Dès l'apparition du CHIFFRE.
400.
C'est à dire plus de 10 fois le volume
de la Constitution américaine !
Ce CHIFFRE est un MOT.
Il a un sens.
Un sens ésotérique. Et ce sens est
mystérieusement mis en lumière lorsque l'on compare, non pas le volume,
ni même le contenu des amendements des deux constitutions, mais tout
simplement lorsque l'on s'amuse à LIRE leurs préambules respectifs.
Et même, il faut aller jusque là,
comme dans une étude sur les fractales, descendre jusqu'à l'atome
fondamental, l'élément « constitutif », c'est à dire aux TOUS PREMIERS
MOTS qui ouvrent chacune des deux « constitutions ».
Il faut simplement laisser LES MOTS
DIRE CE QU'ILS ONT À DIRE.
La Constitution des États-Unis
d'Amérique, rédigée en 1776, commence très exactement par ces mots :
WE, THE PEOPLE...
Un peu plus loin, vous notez
l'occurrence d'un : UNDER THE LAW OF GOD.
La "constitution" zéropéenne qu'on a
le toupet de vous présenter comme le fondement possible d'une quelconque
"union politique" commence, elle, par ces mots ci :
NOUS, SA MAJESTÉ LE ROI DES BELGES,
suivis de toute la nomenclature des Chefs d'État, classés par ordre
alphabétique (!), c'est à dire de tous ceux qui aujourd'hui vous
ordonnent presque de voter comme il faut, bien rangés dans leur mausolée
verbal qui préfigure assez bien le colossal tombeau de famille que l'on
est en train de vous construire.
We, the people...
Nous, Sa Majesté le Roi des Belges...
Chaque fois qu'un soprano du
OUI-OU-RIEN fait désormais élever sa voix de castrat, en dépit des
efforts que je prodigue pour échapper aux nouvelles, je ne peux
m'empêcher de me répéter ces DEUX PHRASES : We, the people. Nous, Sa
Majesté le Roi des Belges.
Répétez les vous aussi, à l'occasion,
en cas de doute, si jamais une émission spéciale avec Drucker et
Ardisson, improvisée sous la forme d'un Eurothon, finissait par ronger
votre instinct, pourtant de plus en plus sûr, au vu des derniers
sondages d'opinion.
We, the people...
Nous, sa Majesté le Roi des...
En deux petites locutions, vous avez
effectivement le choix, comme illuminé d'une aveuglante clarté.

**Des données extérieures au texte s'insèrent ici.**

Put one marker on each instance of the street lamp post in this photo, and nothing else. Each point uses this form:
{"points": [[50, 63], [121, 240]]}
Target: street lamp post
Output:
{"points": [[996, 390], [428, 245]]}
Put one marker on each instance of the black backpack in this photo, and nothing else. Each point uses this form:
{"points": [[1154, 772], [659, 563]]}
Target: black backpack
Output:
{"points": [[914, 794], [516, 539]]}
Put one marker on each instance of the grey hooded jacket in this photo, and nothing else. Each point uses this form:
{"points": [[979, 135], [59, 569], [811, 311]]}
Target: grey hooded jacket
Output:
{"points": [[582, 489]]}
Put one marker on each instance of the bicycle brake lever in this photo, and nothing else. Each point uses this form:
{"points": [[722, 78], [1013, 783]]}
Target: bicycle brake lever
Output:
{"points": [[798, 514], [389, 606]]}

Avec ces deux préambules, avec ces
deux fractales de MOTS DONT LE SENS FAIT OU DÉFAIT LES MONDES, vous avez
face à vous l'alternative entre la mort et la vie, entre le faux oui et
le vrai non, vous avez le choix entre NEIN ET NIET.
Vous avez le choix de faire comme
les peuples de ce qui fut l'Est communiste en prenant, pour de bon,
votre destinée manifestement en main, ou de finir, sans doute assez
benoîtement, par disparaître de l'Histoire des hommes.